The rise in yields came as the Federal Reserve began a two-day policy meeting on interest rates. The central bank has already raised rates three times since December, but few investors expect it to make another move when it announces its decision Wednesday. Most expect the next rate increase to come later this year.
Contrarians are concerned about how much the stock market has climbed, and how smooth the ride has been, as expectations have built up this year for corporate profits will keep piling higher.
Technology stocks have been the year’s biggest stars so far, as investors have been hungry for anything with the potential to grow quickly in a slow-growing global economy.

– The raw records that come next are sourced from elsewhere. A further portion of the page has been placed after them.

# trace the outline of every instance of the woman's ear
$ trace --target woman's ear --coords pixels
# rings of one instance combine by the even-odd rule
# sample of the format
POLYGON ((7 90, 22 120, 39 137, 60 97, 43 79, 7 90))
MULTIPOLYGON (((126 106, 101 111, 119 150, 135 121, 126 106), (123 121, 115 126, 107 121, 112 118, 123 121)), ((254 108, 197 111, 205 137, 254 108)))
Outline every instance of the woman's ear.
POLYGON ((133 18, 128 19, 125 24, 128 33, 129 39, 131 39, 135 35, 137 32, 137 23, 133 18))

But tech stocks in the S&P 500 dipped 0.2 percent Tuesday after several reported results that fell short of expectations.
Seagate Technology sank $6.56, or 16.5 percent, to $33.20 after the maker of hard drives and other electronic data storage reported weaker revenue and earnings than analysts had forecast, for example.
On the opposite side was Caterpillar, which jumped $6.36, or 5.9 percent, to $114.54 after reporting better results for the latest quarter than analysts expected. It also raised its forecast for revenue and profit for the full year, citing increased demand across many of its markets.
McDonald’s rose $7.22, or 4.8 percent, to $159.07 after its revenue and earnings for the latest quarter topped Wall Street’s forecast. The burger chain has been drawing in customers with a new line of premium burgers and $1 sodas.
In the commodities market, natural gas rose 5 cents to $2.94 per 1,000 cubic feet, heating oil gained 5 cents to $1.57 per gallon and wholesale gasoline climbed 4 cents to $1.60 per gallon.
Metals prices also climbed, which helped to lift shares of mining companies and other raw-material producers. Copper jumped 11 cents, or 4 percent, to $2.85 per pound, while silver rose 10 cents to $16.54 per ounce and gold slipped $2.20 to $1,252.10 an ounce.
The euro rose to $1.1652 from $1.1645 late Monday. The dollar rose to 111.89 Japanese yen from 111.11 yen, and the British pound inched up to $1.3037 from $1.3036.
France’s CAC 40 climbed 0.7 percent, Germany’s DAX gained 0.5 percent and the FTSE 100 in London rose 0.8 percent.
Japan’s Nikkei 225 index slipped 0.1 percent, South Korea’s Kospi index dipped 0.5 percent and the Han Seng in Hong Kong was virtually flat.